How do I get off this ugly path, I wondered?
Fortunately, when a miraculous portal opened to “love your life land,” I stepped through it or got pushed by a friend or the wind blew me into it. Not sure exactly. Somehow I made it to the other side of the looking and wishing glass and it was beautiful over there. Scary, but exhilarating because a life that you love requires you to be fully alive and that means taking chances and busting through your own status quo and bad life training.
Over time, I chose the path of what Robert Frost called the Road Less Traveled. And it is true, it did make all the difference. The first time I read that poem, I felt it was speaking to my trapped soul! God, how can I ever get onto that other path? How do I get there from the one I’m on? They don’t seem to connect. Little did I know I had to create my own connection to the path I wanted to get on.
When I start to feel too comfortable, I look down and notice I somehow migrated back towards the beaten path. At those times, I pick up an imaginary sickle and bushwhack my way back to the path less traveled.
At this moment, you may want to pause and take your own life inventory.
Do you love your life? I mean really love it. Or are you settling for good or okay? And if it’s the latter, is it really the life you want to live? Or it is the default life?
Reawaken The Spirit Of Your Intuition
Young children follow their hearts and intuition. Mine guided me into the woods where I spent most of my days hanging with the trees, the fields and the streams. They spoke to me. They told me to be wild. They told me to question everything. They told me to find my own path.
Unfortunately, we teach children to stop listening to themselves and listen to others. If they don’t stop listening to themselves, they get a punishment of some sort. Something to keep them in line.
“Well, they have to be quiet, so they can learn,” education czars say. Is that true? Can you not learn and feel alive at the same time? Maybe we need to redefine learning.
It’s interesting but I wrote most of my college speeches in a room booming with disco and rock music. I found that the music loosened me up and allowed me to write really imaginative stuff. I aced all my speech classes and had a reputation on campus as giving the best speeches.

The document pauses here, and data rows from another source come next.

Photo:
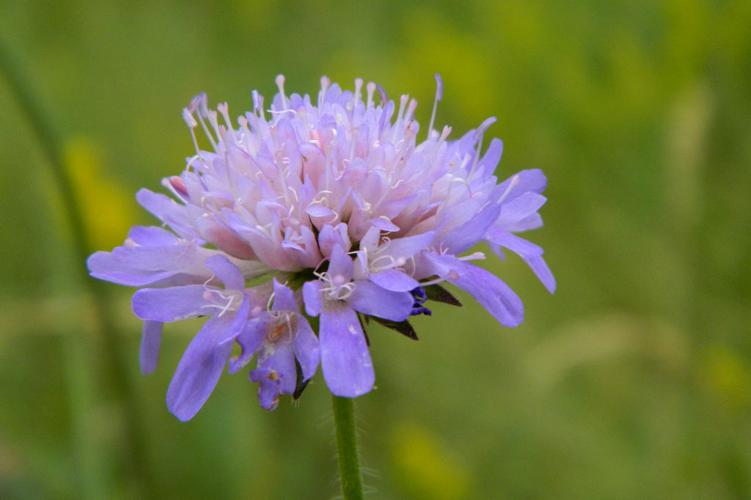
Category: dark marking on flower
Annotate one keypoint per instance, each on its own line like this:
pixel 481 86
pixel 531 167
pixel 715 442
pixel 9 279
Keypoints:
pixel 403 327
pixel 440 294
pixel 301 384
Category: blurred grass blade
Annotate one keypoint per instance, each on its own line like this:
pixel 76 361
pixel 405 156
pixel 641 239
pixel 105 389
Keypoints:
pixel 133 439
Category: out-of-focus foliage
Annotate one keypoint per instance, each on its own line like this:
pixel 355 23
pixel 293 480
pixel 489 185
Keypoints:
pixel 633 381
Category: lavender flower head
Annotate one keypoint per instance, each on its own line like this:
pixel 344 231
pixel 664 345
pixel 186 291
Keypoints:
pixel 326 211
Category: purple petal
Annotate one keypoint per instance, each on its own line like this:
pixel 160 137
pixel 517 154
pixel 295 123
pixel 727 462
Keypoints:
pixel 311 293
pixel 394 280
pixel 341 266
pixel 284 298
pixel 521 207
pixel 404 248
pixel 250 340
pixel 529 252
pixel 369 298
pixel 281 361
pixel 470 233
pixel 345 359
pixel 320 211
pixel 383 223
pixel 169 304
pixel 226 271
pixel 492 156
pixel 166 210
pixel 151 339
pixel 331 237
pixel 306 348
pixel 492 293
pixel 199 369
pixel 106 266
pixel 151 236
pixel 527 180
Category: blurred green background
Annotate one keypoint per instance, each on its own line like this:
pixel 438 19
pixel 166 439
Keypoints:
pixel 632 381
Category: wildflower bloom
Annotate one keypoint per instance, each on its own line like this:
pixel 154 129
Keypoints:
pixel 331 211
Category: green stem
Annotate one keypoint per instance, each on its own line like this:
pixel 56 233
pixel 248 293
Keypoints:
pixel 346 446
pixel 133 444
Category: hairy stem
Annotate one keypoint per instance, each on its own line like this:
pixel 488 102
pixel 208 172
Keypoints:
pixel 346 445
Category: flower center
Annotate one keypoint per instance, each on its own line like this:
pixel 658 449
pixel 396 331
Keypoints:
pixel 336 287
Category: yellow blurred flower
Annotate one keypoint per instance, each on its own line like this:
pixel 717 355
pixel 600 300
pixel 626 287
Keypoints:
pixel 108 208
pixel 425 468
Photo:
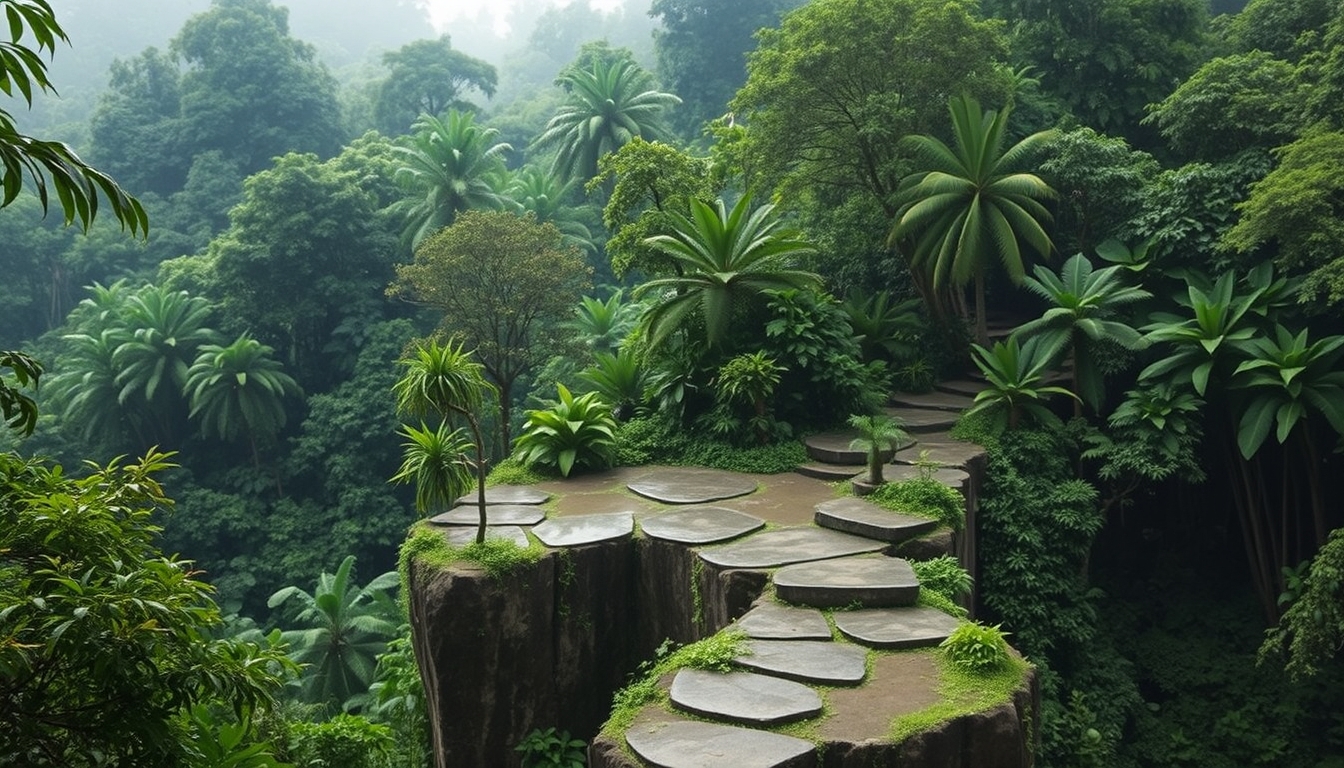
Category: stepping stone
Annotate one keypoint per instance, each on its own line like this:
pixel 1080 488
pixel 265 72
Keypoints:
pixel 870 581
pixel 828 472
pixel 463 535
pixel 914 627
pixel 585 529
pixel 774 622
pixel 691 486
pixel 807 661
pixel 700 525
pixel 510 495
pixel 933 401
pixel 495 515
pixel 919 420
pixel 833 448
pixel 870 521
pixel 687 744
pixel 743 698
pixel 781 546
pixel 952 453
pixel 946 475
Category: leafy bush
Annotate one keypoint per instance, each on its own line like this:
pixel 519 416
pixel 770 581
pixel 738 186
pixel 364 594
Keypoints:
pixel 551 748
pixel 976 647
pixel 924 496
pixel 942 574
pixel 579 431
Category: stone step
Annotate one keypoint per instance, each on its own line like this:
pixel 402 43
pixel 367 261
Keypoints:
pixel 913 627
pixel 921 421
pixel 579 530
pixel 495 515
pixel 770 620
pixel 684 744
pixel 828 472
pixel 851 515
pixel 932 401
pixel 743 698
pixel 863 581
pixel 691 484
pixel 699 525
pixel 835 448
pixel 807 661
pixel 784 546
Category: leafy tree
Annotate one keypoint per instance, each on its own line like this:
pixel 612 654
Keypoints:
pixel 1081 316
pixel 429 77
pixel 106 642
pixel 608 105
pixel 446 170
pixel 725 261
pixel 504 285
pixel 702 49
pixel 344 628
pixel 973 203
pixel 50 166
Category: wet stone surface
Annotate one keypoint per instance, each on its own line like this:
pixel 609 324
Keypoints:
pixel 867 581
pixel 585 529
pixel 687 744
pixel 863 518
pixel 807 661
pixel 913 627
pixel 691 486
pixel 773 622
pixel 495 515
pixel 745 698
pixel 510 495
pixel 699 525
pixel 782 546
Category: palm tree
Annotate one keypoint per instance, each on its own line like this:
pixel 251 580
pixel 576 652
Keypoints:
pixel 238 390
pixel 608 105
pixel 723 260
pixel 346 628
pixel 972 203
pixel 1082 303
pixel 448 168
pixel 876 435
pixel 442 379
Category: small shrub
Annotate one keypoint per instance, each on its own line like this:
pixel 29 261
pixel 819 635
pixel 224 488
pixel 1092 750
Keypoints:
pixel 924 496
pixel 942 574
pixel 977 647
pixel 551 748
pixel 578 431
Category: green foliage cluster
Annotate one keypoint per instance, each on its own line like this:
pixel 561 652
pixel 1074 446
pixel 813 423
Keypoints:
pixel 924 496
pixel 976 647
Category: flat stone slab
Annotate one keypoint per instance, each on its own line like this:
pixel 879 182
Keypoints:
pixel 854 515
pixel 924 420
pixel 782 546
pixel 946 475
pixel 774 622
pixel 746 698
pixel 700 525
pixel 463 535
pixel 914 627
pixel 585 529
pixel 807 661
pixel 510 495
pixel 687 744
pixel 933 400
pixel 870 581
pixel 833 448
pixel 691 486
pixel 495 515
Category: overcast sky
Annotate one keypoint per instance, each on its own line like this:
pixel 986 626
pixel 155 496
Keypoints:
pixel 441 12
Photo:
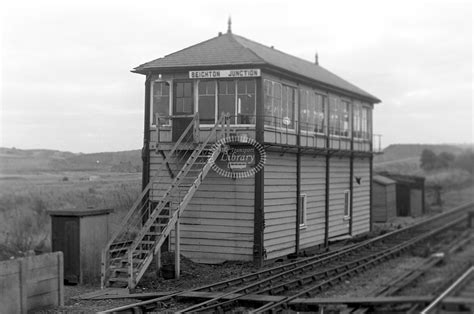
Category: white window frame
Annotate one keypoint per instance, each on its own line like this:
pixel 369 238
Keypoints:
pixel 324 100
pixel 170 99
pixel 216 104
pixel 303 207
pixel 347 193
pixel 295 107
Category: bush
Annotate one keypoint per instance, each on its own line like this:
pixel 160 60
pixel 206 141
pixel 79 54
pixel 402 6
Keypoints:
pixel 465 161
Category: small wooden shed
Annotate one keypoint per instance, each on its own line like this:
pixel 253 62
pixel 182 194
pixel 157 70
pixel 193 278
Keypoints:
pixel 384 199
pixel 410 194
pixel 80 235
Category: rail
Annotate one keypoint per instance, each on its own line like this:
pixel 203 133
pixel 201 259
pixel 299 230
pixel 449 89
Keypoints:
pixel 264 279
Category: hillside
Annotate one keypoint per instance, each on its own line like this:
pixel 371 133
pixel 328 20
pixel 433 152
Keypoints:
pixel 406 152
pixel 14 160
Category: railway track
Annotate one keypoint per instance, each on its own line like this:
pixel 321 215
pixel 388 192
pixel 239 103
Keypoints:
pixel 305 277
pixel 459 297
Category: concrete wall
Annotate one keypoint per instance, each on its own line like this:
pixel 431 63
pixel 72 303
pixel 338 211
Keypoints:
pixel 31 283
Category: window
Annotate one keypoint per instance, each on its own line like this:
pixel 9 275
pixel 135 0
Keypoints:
pixel 361 122
pixel 287 107
pixel 235 98
pixel 302 211
pixel 160 101
pixel 279 105
pixel 347 204
pixel 184 98
pixel 207 102
pixel 227 99
pixel 246 102
pixel 338 117
pixel 312 111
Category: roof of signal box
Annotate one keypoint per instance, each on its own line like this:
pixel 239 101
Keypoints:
pixel 232 50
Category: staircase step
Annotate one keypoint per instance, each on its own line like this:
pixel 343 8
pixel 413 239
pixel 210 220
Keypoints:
pixel 147 242
pixel 118 279
pixel 118 249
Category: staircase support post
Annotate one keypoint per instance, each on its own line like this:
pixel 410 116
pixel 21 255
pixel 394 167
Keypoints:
pixel 158 261
pixel 177 249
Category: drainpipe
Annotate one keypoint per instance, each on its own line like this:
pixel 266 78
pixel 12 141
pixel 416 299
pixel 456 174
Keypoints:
pixel 259 218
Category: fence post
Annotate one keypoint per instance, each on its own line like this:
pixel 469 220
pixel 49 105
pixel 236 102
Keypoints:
pixel 23 284
pixel 60 278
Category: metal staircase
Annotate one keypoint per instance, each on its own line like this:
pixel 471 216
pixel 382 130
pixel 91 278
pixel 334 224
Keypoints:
pixel 156 211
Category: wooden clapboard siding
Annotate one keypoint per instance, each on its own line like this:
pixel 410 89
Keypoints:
pixel 31 283
pixel 217 225
pixel 313 181
pixel 339 176
pixel 280 204
pixel 361 197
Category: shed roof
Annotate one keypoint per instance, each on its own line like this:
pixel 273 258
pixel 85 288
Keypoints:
pixel 383 180
pixel 233 50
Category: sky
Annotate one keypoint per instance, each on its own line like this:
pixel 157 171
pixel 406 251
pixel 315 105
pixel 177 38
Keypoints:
pixel 65 65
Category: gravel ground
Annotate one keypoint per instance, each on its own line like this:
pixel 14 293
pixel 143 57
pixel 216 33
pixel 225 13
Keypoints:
pixel 437 279
pixel 194 275
pixel 375 278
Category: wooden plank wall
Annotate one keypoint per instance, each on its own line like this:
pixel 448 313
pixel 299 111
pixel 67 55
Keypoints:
pixel 361 197
pixel 391 201
pixel 218 224
pixel 379 202
pixel 339 173
pixel 280 204
pixel 313 184
pixel 94 235
pixel 31 283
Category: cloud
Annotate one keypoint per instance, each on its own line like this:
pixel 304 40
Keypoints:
pixel 66 65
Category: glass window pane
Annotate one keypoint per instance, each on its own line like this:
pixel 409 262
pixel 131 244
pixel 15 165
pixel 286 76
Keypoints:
pixel 188 90
pixel 226 101
pixel 241 87
pixel 160 100
pixel 207 109
pixel 179 90
pixel 250 86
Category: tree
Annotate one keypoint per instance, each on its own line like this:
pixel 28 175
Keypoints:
pixel 445 159
pixel 428 160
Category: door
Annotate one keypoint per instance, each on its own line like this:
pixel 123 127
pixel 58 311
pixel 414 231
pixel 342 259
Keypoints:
pixel 183 104
pixel 65 238
pixel 403 200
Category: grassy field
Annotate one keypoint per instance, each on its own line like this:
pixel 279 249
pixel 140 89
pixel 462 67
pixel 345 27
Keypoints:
pixel 26 198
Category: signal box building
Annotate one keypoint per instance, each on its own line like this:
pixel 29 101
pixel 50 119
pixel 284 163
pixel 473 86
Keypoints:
pixel 315 185
pixel 315 128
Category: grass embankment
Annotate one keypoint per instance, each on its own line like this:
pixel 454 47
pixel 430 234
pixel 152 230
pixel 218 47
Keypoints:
pixel 25 200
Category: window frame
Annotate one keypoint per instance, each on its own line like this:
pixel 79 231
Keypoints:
pixel 303 210
pixel 216 96
pixel 339 111
pixel 152 100
pixel 324 112
pixel 216 102
pixel 360 134
pixel 347 205
pixel 295 107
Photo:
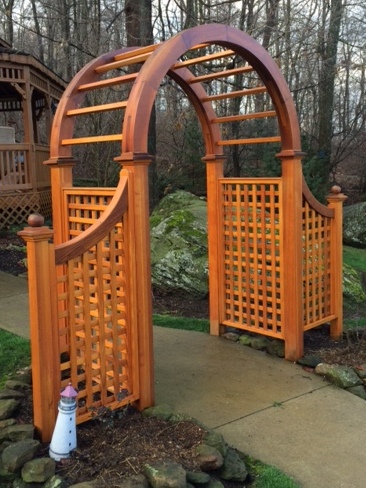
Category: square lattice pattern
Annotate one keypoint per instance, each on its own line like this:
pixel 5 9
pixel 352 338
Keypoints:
pixel 252 254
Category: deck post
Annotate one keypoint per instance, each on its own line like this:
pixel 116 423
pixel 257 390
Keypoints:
pixel 44 340
pixel 335 201
pixel 214 171
pixel 291 254
pixel 140 270
pixel 61 177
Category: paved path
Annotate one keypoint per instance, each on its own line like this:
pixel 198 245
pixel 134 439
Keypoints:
pixel 266 407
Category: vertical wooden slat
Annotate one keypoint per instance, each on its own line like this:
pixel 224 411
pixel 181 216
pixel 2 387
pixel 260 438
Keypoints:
pixel 43 330
pixel 291 262
pixel 335 201
pixel 214 171
pixel 140 277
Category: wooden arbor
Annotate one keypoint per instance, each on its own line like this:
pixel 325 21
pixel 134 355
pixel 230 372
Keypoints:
pixel 274 251
pixel 28 93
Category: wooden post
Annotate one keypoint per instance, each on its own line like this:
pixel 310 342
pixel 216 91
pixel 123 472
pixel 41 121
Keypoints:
pixel 44 337
pixel 61 177
pixel 140 276
pixel 214 171
pixel 291 254
pixel 335 201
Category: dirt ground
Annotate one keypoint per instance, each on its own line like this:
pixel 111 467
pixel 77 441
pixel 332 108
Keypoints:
pixel 116 445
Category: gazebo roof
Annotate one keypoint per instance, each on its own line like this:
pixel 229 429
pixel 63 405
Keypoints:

Some folks like to write in a quiet place. Some like to write with some background noise. And some like it really loud. No right or wrong way. Just what works for you.
At the time I wrote those speeches I didn’t even know what intuition was. No one really spoke about spirit or intuition that I recall. Looking back, I can see that my intuition guided me to write in noisy places.
Just going with your inner flow and self-knowing is what I encourage folks to do in my Wild Painting! and Wild Writing! classes. Let “it” go and see where you go. The “it” being the voices of others you hear in your head. The ones that say, “You’re doing it wrong” or “that looks terrible” or “you’re no good” or “you look foolish.”
It can be difficult to let go after a lifetime of being told what to do. It’s unlearning what you learned so you can learn from the inside out.
Pablo Picasso said, “It took me four years to paint like Raphael, but a lifetime to paint like a child.”
If someone sees your “let it go” work and says with a frown, “that’s childlike,” understand that you are on the right path to reclaiming your spirit of intuition because children are naturally in touch with it. They paint with feeling rather than thinking.
Reclaiming your own intuition will empower and allow you to take responsibility for your own decisions. The earlier you do this, the more powerful you will feel.
Here is something to try: Finger paint to music. It’s fun and liberating and messy and glorious. If you want to protect your fingers, buy some barrier cream. Don’t try to make it look like anything. Let it look like something your intuition dreamed up.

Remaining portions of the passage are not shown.